[SPARK-11827] [SQL] Adding java.math.BigInteger support in Java type inference for POJOs and Java collections #10125

kevinyu98 · 2015-12-03T08:07:46Z

Hello : Can you help check this PR? I am adding support for the java.math.BigInteger for java bean code path. I saw internally spark is converting the BigInteger to BigDecimal in ColumnType.scala and CatalystRowConverter.scala. I use the similar way and convert the BigInteger to the BigDecimal. .

srowen · 2015-12-03T08:11:22Z

@kevinyu98 please write a meaningful title and description.
https://cwiki.apache.org/confluence/display/SPARK/Contributing+to+Spark

kevinyu98 · 2015-12-03T16:33:31Z

Hello Sean: I am sorry, I forgot to update the title and description. I have made the changes, please let me know if anything needs to be changed.

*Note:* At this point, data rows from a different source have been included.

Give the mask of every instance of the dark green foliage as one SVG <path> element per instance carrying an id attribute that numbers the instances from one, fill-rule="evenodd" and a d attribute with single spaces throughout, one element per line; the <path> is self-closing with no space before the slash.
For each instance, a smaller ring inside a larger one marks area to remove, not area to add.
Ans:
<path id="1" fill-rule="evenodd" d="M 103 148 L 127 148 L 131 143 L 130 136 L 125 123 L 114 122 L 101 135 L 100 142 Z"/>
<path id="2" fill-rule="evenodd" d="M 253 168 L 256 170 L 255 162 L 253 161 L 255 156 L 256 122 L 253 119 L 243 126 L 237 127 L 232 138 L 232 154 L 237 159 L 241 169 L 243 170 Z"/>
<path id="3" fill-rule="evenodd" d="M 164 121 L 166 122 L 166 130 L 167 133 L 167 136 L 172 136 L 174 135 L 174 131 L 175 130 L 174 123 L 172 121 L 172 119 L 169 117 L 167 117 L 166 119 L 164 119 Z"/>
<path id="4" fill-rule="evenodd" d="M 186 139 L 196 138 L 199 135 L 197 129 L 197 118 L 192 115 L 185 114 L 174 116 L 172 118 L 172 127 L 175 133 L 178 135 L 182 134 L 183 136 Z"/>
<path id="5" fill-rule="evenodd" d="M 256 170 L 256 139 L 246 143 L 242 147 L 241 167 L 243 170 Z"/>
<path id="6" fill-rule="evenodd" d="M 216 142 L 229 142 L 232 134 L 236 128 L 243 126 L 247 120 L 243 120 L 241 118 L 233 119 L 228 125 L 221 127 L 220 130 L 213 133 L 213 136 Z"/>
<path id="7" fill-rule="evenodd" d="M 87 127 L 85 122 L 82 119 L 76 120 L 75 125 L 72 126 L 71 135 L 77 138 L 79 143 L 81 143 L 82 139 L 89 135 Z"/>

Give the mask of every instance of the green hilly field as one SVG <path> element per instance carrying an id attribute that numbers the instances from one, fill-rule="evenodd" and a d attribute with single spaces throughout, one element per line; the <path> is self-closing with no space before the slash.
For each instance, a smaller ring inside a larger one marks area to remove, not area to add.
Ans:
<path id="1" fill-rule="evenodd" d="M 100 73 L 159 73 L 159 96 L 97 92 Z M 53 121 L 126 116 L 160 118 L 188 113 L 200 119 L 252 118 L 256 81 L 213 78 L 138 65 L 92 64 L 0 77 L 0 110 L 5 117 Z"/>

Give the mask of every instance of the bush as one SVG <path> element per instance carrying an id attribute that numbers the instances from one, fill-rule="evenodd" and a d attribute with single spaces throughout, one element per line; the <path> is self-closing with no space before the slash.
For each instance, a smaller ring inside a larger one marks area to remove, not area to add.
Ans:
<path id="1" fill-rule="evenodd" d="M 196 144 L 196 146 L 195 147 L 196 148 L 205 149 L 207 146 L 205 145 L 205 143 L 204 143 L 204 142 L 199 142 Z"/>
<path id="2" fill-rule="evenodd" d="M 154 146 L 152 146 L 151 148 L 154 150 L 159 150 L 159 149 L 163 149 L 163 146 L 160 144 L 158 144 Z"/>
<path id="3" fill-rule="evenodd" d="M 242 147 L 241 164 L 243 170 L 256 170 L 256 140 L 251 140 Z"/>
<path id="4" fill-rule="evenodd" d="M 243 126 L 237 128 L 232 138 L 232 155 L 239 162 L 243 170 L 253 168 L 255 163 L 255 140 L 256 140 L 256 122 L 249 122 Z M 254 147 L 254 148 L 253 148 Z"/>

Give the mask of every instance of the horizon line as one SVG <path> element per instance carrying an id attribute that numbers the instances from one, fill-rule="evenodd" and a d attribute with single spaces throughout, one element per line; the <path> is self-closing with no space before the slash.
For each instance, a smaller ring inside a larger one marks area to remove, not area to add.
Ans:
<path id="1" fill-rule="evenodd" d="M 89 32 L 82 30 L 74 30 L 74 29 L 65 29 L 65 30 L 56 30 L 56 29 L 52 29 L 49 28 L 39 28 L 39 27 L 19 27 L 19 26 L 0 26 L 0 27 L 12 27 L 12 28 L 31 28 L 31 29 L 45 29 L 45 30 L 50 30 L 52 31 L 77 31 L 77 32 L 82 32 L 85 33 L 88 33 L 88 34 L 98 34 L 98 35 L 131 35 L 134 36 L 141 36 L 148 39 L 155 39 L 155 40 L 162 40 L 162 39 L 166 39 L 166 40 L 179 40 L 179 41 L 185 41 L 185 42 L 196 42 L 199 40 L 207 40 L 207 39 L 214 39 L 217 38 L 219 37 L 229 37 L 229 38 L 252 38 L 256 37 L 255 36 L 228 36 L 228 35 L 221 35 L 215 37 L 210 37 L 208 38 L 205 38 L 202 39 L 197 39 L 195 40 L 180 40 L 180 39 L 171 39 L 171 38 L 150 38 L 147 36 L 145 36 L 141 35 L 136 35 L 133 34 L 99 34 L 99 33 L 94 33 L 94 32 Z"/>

Thanks.
Kevin

andrewor14 · 2015-12-15T00:05:30Z

ok to test @yhuai @davies

SparkQA · 2015-12-15T01:47:23Z

Test build #47689 has finished for PR 10125 at commit 1f77804.

This patch passes all tests.
This patch merges cleanly.
This patch adds no public classes.

cloud-fan · 2015-12-15T02:02:02Z

sql/catalyst/src/main/scala/org/apache/spark/sql/catalyst/CatalystTypeConverters.scala

@@ -326,6 +326,7 @@ object CatalystTypeConverters {
      val decimal = scalaValue match {
        case d: BigDecimal => Decimal(d)
        case d: JavaBigDecimal => Decimal(d)
+        case d: BigInteger => Decimal(d)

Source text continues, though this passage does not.